Her boss, Scott Moore, told her to step outside so they could talk.

“I had holes in my shoes,” Harrelson said. “I was really scared because I thought I was going to lose my job.”

Moore walked her up the street to a place that was selling shoes. He took Harrelson inside and bought her a pair. That’s when Harrelson knew she worked in an amazing place.

Almost two years later, Moore partnered with Harrelson to open the fourth Maple Street Biscuit in Murray Hill. A career restaurant worker, it had been Harrelson’s dream to have her own store.

“I’ve been given a great opportunity, but that opportunity is not why I stayed,” Harrelson said. “It’s because of what I’ve learned by being a part of this.”

If restaurants today are “destinations” designed to give customers “an experience,” then Maple Street Biscuit delivers the experience of getting back to being a community.

The restaurant that serves “Southern comfort food with a modern twist” has four locations and is on track to open three more.

For all of the stores, Moore partnered with someone who needed an opportunity — a church member, a good employee, a friend.

“I know people sometimes start restaurants with the idea of, ‘We’ll go out and franchise it, or go public.’ That really has not been part of the plan,” he said.

Moore’s growth strategy is simpler, less business mogul and more Stephen Covey.

It’s help people, serve others, be part of the community.

For Maple Street Biscuit’s customers, this is how it works:

There are no hidden agendas or gimmicks. Meals are priced at $5, $6 and $7, instead of $5.25 or $5.95. There are no add-on charges, no tips and customers are invited to bus their own tables.

A row of coffee cups lines the counter wall, so people can help themselves to a cup and pay later, via an honor system.

“One guy at the beach couldn’t believe it,” Moore said. “He sat for an hour and a half one Saturday, watching to see if anyone would steal a cup.”

Also, Moore picks locations with an eye toward urban revitalization — dark corners, with buildings that have been empty for a year or two. They’re typically a good fit for the company’s brand of building a community space with a retro-industrial feel.

Moore didn’t expect to expand Maple Street Biscuit after the first store. When others approached him about it, he offered them partnerships.

“I talked with them about a franchise model, and they were much more interested in somebody being there with them,” Moore said. “(They) didn’t have the money you need to buy a franchise. Not in the next 10 years would they have that kind of money.”

Moore opened the first Maple Street Biscuit in San Marco two years ago with partner Gus Evans. A year before that Moore, a 20-year grocery business veteran, had been vice president of training and operations at Winn-Dixie.
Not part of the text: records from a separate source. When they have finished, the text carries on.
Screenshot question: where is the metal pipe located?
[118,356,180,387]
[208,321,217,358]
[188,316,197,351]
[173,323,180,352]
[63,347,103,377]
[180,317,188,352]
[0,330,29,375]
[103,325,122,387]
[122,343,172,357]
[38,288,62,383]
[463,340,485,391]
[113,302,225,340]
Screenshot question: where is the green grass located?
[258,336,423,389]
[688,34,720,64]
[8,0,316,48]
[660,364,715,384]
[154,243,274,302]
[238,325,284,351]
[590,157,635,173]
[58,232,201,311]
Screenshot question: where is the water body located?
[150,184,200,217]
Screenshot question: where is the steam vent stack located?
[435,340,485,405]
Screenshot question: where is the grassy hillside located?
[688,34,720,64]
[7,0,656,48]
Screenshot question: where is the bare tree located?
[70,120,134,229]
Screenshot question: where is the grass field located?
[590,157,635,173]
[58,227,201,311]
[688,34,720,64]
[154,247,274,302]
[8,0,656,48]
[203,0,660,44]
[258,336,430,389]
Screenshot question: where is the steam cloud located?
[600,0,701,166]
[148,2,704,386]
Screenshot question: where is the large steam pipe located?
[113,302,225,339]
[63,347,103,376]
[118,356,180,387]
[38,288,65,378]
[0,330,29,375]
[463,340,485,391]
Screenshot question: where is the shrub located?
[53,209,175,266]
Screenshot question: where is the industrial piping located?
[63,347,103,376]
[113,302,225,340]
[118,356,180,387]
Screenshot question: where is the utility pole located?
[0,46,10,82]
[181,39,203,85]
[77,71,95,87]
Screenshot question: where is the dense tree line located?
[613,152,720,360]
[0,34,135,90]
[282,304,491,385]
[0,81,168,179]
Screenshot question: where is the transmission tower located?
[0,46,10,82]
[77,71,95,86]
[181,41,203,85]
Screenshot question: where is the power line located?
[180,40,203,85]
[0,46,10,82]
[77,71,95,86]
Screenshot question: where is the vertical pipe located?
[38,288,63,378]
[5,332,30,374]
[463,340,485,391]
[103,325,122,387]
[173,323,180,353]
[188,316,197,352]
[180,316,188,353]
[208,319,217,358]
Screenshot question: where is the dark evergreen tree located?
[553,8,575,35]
Then Bi-Lo bought the company.

Bi-Lo offered him another job at the same pay, but he would have had to go from managing a team of 170 people across 11 states to just five people.

“I had to decide whether I wanted to just coast into glory or do something that would have more of an impact on people’s lives,” he said.
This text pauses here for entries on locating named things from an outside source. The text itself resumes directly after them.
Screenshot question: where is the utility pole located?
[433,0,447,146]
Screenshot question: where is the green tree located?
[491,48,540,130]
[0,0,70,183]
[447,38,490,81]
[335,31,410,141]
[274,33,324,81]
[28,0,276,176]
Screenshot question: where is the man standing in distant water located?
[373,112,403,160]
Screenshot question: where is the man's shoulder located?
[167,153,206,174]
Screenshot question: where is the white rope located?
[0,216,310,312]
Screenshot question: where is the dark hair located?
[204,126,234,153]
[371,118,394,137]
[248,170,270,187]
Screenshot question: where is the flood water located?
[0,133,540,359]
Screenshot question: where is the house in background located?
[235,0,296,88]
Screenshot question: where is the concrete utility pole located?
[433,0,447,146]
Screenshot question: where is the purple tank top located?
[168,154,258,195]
Moore took a leap of faith and left.

He got the idea for a biscuit company from a restaurant in Portland, Ore., but updated the brand from traditional ingredients to some unusual ones — goat cheese, pepper jelly and pecan wood-smoked bacon. That’s the “modern twist.”

The menu looks like 20 different ways to make a sandwich from fried chicken, but the recipes don’t disappoint. They include flaky but firm biscuits, wood-smoked bacon, maple syrup and some very peppery sausage gravy.

The recipes also were born of a community effort.

Moore and his founding team invited church members to weekly taste tests for five months. Ever the business analyst, Moore had everyone rate the recipes on spreadsheets. The crowd-sourcing worked.

“None of us even had a culinary background,” Moore said.